第73章
韩景真看上去不过不惑年岁,身材瘦削,面色有些发黄,眼中满是血丝,俨然许久未曾好好休息过了。
江懿有些无奈道:“你这是要做什么?快些起来。”
江书辞怔忪地站在一旁,不知老师说的是什么意思:“老师,您是不是搞错了,他怎么会是……”
“见了丞相大人为何不拜?”韩景真道,“休要冒犯江大人。”
江书辞虽然不清楚到底怎么回事,但既然老师这样说,他便也撩了衣袍,稀里糊涂地要跪下。
江懿有些头疼道:“不必拘泥这些礼数,我又不是不讲道理的人,快些起来吧。”
他说着搀起韩景真的手臂,将人扶起来坐回椅子上。
韩景真眼中不知何时盈满了泪水:“江大人,您救了草民两次,大恩大德,没齿难忘。”
江懿起先并未想起韩景真是谁,如此听他一说后才从慢慢记起了些许被遗忘的事。
那会儿大概是自己某次从燕都回陇西,半路借宿于一村中,夜里听见有人大声呼救。
他披了衣服出去查看,发现是一群村民要将一个男子生生活埋致死。
若是没看见便没看见,但既然被江懿看见了,便没有不管的道理。
他喊来随行护卫将那些暴民镇压下来,问带头的人到底发生了何事,为何要如此残忍地将男子活埋。

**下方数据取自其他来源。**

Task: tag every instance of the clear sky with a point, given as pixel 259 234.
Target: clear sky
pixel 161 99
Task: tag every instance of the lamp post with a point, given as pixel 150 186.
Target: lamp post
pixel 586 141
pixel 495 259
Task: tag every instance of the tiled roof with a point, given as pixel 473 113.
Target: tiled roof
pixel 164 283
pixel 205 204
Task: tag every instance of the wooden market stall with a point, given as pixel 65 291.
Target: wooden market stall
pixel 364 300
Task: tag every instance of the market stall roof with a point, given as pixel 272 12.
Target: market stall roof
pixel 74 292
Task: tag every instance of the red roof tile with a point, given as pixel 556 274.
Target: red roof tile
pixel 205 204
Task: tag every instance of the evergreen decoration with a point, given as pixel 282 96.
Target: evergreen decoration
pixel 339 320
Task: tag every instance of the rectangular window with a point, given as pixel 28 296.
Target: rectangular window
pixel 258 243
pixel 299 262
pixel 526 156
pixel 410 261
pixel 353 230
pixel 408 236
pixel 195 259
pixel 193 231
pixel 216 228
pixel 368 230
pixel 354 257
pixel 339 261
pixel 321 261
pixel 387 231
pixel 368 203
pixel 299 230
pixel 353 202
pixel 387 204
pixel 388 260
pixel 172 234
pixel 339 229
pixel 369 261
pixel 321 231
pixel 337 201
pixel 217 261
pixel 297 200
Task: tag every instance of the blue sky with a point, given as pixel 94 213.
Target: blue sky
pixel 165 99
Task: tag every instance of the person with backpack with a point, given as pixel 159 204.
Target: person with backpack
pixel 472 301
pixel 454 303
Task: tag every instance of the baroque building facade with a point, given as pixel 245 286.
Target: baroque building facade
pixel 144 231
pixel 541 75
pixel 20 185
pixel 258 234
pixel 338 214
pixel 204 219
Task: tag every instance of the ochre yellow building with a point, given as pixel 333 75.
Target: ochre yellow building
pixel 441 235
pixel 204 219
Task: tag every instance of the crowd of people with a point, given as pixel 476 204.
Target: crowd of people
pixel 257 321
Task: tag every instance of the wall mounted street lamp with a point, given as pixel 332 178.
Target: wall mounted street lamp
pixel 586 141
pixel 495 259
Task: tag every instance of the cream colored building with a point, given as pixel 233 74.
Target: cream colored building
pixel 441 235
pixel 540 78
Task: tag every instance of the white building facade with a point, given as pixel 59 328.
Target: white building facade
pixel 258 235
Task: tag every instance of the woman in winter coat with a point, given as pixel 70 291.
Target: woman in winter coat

那领头人说这男子参加乡试,却偷了同乡的考卷与自己的调换,丢了乡亲们的脸。
可那男子一直大声喊冤,江懿疑心这其中有蹊跷,第二日便启程去寻了州牧,要将乡试考卷拿出来给他一一审阅,通过对比字迹果然发现了问题。
原来那男子和同乡是竞争对手,同乡担心自己落榜,故意使了手段,栽赃陷害,险些让他丢了性命。
那心思歹毒的同乡还未来得及逃跑便被捉了,江懿急着回陇西,没去见那捡了一条命的男子一面,自然不知道自己救了谁。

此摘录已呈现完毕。